Solved – way to calculate R-squared in OLS without computing the coefficients

least squaresr-squaredregressionwhite-test

The background of my question is that for e.g. the White heteroskedasticity test or the Breusch-Godfrey (LM) autocorrelation test, we are generally only interested in the R-squared of the "auxiliary" regression. However, the only way of computing said R-squared that I am aware of involves deriving the coefficients etc. This can potentially consume a lot of time due to a large number of regressors and thus a large dimension of the matrix that needs to be inverted (in the case of the White test, regressing the squared residuals on the independent variables, their squares and cross-products – the number of regressors is thus a quadratic function of the number of independent variables).

Is there an "alternative way" to calculate (or perhaps approximate) R-squared?

(I know that the problem could be avoided by using different tests – e.g.
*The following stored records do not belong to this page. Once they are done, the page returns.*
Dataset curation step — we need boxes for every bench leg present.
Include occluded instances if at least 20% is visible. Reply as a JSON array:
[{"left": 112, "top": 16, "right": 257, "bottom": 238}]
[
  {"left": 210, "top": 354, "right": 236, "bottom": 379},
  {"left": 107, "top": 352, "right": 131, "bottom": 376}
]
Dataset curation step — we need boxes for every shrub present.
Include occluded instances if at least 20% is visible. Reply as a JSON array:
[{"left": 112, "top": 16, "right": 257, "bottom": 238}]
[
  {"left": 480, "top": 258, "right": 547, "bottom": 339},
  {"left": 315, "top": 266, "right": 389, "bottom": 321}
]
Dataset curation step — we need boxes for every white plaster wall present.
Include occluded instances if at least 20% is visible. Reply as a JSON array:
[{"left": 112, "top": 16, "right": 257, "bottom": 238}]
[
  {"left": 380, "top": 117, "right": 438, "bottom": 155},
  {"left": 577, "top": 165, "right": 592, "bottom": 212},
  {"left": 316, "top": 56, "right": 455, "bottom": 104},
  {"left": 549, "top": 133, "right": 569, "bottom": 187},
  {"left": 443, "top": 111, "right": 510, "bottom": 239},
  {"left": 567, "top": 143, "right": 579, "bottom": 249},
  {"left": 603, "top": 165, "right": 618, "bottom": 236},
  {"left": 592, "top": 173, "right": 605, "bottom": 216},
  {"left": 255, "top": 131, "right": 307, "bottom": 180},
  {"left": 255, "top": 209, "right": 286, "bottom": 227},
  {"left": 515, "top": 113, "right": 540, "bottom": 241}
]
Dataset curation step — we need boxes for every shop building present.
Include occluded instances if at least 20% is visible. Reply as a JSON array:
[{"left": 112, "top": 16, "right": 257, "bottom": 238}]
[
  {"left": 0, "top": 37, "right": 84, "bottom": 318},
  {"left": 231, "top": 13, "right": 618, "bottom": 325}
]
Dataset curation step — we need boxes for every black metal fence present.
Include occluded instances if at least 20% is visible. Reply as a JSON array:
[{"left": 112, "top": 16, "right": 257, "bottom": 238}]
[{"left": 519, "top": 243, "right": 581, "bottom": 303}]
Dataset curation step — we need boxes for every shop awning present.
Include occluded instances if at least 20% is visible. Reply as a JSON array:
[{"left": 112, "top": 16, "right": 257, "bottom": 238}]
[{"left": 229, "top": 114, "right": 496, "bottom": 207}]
Breusch-Pagan instead of White for heteroskedasticity, Durbin-Watson instead of Breusch-Godfrey. However, I am interested in this question both for the fun of it and because the mentioned alternative tests can be inferior to the ones mentioned at the beginning.)

Best Answer

No, given a multiple regression, there is no way to compute R-squared while avoiding the bulk of the other computations. You can certainly avoid computing the coefficients themselves, but the main work of the computation still needs to be done.
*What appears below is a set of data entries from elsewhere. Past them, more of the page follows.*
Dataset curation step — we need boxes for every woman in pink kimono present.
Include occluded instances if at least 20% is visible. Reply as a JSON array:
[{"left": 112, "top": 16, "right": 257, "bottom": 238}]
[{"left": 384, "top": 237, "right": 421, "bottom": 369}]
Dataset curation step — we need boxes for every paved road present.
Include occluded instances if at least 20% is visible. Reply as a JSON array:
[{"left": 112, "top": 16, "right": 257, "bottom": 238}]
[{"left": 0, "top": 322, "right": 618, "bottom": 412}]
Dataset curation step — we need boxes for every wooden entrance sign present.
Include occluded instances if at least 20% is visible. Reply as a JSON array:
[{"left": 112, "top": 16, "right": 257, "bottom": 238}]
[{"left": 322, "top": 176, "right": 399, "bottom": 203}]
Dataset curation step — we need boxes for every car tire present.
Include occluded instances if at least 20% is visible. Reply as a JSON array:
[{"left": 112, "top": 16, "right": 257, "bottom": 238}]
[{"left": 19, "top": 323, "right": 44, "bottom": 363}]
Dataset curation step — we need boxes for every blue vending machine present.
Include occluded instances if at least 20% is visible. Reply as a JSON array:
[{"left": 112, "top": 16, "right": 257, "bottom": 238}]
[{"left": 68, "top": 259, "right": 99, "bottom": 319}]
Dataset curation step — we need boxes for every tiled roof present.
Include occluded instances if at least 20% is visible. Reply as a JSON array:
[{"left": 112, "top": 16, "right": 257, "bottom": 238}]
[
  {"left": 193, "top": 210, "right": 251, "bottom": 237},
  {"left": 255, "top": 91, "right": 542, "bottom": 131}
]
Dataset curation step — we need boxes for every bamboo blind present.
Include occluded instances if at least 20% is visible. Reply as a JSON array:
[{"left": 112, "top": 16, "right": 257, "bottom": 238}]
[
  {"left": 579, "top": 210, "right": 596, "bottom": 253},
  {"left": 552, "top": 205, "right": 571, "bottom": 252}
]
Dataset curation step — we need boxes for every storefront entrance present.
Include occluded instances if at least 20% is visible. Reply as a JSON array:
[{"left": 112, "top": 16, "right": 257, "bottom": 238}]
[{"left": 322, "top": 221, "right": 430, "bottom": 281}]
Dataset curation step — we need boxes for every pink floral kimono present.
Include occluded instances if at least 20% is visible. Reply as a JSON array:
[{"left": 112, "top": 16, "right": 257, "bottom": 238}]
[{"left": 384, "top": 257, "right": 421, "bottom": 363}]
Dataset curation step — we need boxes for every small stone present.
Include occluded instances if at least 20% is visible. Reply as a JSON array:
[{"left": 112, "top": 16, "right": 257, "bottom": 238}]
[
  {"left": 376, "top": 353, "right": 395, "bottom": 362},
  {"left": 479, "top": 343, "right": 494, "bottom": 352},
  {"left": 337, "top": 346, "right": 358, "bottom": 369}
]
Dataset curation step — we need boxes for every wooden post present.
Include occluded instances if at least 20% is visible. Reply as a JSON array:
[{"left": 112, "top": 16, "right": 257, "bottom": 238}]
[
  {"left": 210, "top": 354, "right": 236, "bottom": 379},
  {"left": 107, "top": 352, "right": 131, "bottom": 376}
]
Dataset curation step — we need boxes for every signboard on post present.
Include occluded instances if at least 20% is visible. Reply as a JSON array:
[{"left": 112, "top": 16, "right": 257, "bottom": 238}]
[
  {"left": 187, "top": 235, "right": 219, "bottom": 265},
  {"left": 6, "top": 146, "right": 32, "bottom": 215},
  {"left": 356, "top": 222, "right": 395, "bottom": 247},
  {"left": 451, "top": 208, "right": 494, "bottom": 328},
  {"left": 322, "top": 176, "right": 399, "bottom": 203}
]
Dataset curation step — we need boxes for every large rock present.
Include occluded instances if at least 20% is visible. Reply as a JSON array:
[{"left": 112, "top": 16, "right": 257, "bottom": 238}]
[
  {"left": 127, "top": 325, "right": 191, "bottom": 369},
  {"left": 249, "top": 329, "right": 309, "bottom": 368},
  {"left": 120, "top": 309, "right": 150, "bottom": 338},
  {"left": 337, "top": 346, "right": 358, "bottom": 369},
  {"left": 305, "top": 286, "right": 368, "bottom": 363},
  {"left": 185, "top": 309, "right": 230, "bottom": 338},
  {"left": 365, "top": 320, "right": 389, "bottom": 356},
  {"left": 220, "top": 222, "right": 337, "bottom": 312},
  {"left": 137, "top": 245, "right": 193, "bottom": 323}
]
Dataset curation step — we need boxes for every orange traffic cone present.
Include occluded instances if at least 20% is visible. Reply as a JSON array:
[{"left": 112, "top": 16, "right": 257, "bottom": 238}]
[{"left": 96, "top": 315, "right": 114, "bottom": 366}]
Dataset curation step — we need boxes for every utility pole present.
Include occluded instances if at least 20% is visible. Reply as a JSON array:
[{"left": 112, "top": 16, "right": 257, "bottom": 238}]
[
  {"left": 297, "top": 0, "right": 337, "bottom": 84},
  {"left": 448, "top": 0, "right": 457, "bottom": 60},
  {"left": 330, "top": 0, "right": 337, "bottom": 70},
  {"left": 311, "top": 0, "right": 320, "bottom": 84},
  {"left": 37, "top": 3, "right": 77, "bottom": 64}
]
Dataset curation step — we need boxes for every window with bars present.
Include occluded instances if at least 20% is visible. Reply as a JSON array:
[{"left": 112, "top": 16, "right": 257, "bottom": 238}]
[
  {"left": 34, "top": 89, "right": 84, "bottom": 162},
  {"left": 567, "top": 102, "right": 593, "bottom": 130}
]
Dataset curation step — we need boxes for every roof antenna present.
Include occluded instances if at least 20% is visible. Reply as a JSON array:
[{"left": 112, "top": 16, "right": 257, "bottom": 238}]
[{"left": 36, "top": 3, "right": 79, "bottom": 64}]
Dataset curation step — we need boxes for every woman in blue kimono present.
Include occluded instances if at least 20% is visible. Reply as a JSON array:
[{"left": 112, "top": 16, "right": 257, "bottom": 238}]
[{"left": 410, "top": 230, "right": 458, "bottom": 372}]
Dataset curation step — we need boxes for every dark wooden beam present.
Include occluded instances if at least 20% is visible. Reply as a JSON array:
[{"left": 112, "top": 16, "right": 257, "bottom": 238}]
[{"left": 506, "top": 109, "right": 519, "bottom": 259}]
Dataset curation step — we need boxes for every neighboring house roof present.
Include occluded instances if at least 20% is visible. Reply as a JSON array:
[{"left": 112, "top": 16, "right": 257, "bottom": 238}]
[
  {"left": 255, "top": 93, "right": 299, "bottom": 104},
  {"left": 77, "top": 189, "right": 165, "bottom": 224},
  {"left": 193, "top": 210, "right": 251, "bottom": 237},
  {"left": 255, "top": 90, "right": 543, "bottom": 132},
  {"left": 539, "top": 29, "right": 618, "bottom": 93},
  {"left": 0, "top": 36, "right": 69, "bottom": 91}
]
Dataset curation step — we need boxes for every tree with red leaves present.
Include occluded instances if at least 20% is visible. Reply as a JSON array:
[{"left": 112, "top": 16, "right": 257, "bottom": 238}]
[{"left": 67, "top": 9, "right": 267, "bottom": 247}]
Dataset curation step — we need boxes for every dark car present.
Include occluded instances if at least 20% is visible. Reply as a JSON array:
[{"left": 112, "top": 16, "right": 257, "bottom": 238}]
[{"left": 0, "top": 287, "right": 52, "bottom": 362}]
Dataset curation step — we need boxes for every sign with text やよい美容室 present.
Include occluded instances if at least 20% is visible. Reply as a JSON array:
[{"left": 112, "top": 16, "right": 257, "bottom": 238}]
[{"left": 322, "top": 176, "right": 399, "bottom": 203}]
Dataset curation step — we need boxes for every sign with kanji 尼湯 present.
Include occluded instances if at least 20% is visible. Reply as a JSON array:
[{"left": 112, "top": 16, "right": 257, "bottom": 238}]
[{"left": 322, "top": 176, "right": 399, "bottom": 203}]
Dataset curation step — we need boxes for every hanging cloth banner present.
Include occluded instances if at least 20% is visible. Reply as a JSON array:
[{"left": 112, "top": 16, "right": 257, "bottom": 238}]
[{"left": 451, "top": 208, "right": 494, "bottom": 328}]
Note however that no matrix is ever inverted during a linear regression if the computation is done properly. There are many answers on this site that explain that, for example Residual Sum of squares in Weighted regression

Here is what might be the minimum possible computation to get R-square. You have to somehow orthogonalize $y$ for the regression covariates, and the QR decomposition is the most-used method of doing that. Let's assume we have a $y$ vector of 10 observations:

    > y <- rnorm(10)

and an $X$ matrix with 2 predictors:

    > x1 <- rnorm(10)
    > x2 <- rnorm(10)

The quickest way to get R-square would be like this. First mean correct:

    > y.c <- y-mean(y)
    > x1.c <- x1-mean(x1)
    > x2.c <- x2-mean(x2)

Then compute a QR matrix decomposition for $X$ and $y$ together:

    > QR <- qr( cbind(x1.c, x2.c, y.c) )

Then R-squared is one minus the proportion of the sum of squares that still remains:

    > Rsquared <- 1 - QR$qr[3,3]^2 / sum(y.c^2)
    > Rsquared
          y.c
    0.3266491

We can confirm that this is correct:

    > fit <- lm(y ~ x1+x2)
    > summary(fit)
    
    Call:
    lm(formula = y ~ x1 + x2)
    
    Residuals:
         Min       1Q   Median       3Q      Max 
    -2.44213 -0.47947  0.08121  0.89085  1.54395 
    
    Coefficients:
                Estimate Std. Error t value Pr(>|t|)
    (Intercept)   0.5032     0.4761   1.057    0.326
    x1            0.5330     0.4118   1.294    0.237
    x2           -0.6153     0.4215  -1.460    0.188
    
    Residual standard error: 1.323 on 7 degrees of freedom
    Multiple R-squared:  0.3266,    Adjusted R-squared:  0.1343 
    F-statistic: 1.698 on 2 and 7 DF,  p-value: 0.2505

By the way, if you don't want to bother de-meaning the x-variables, then you can compute the QR decomposition using the entire design matrix including the intercept:

    > QR <- qr( cbind(1, x1, x2, y) )
    > Rsquared <- 1 - QR$qr[4,4]^2 / sum(y.c^2)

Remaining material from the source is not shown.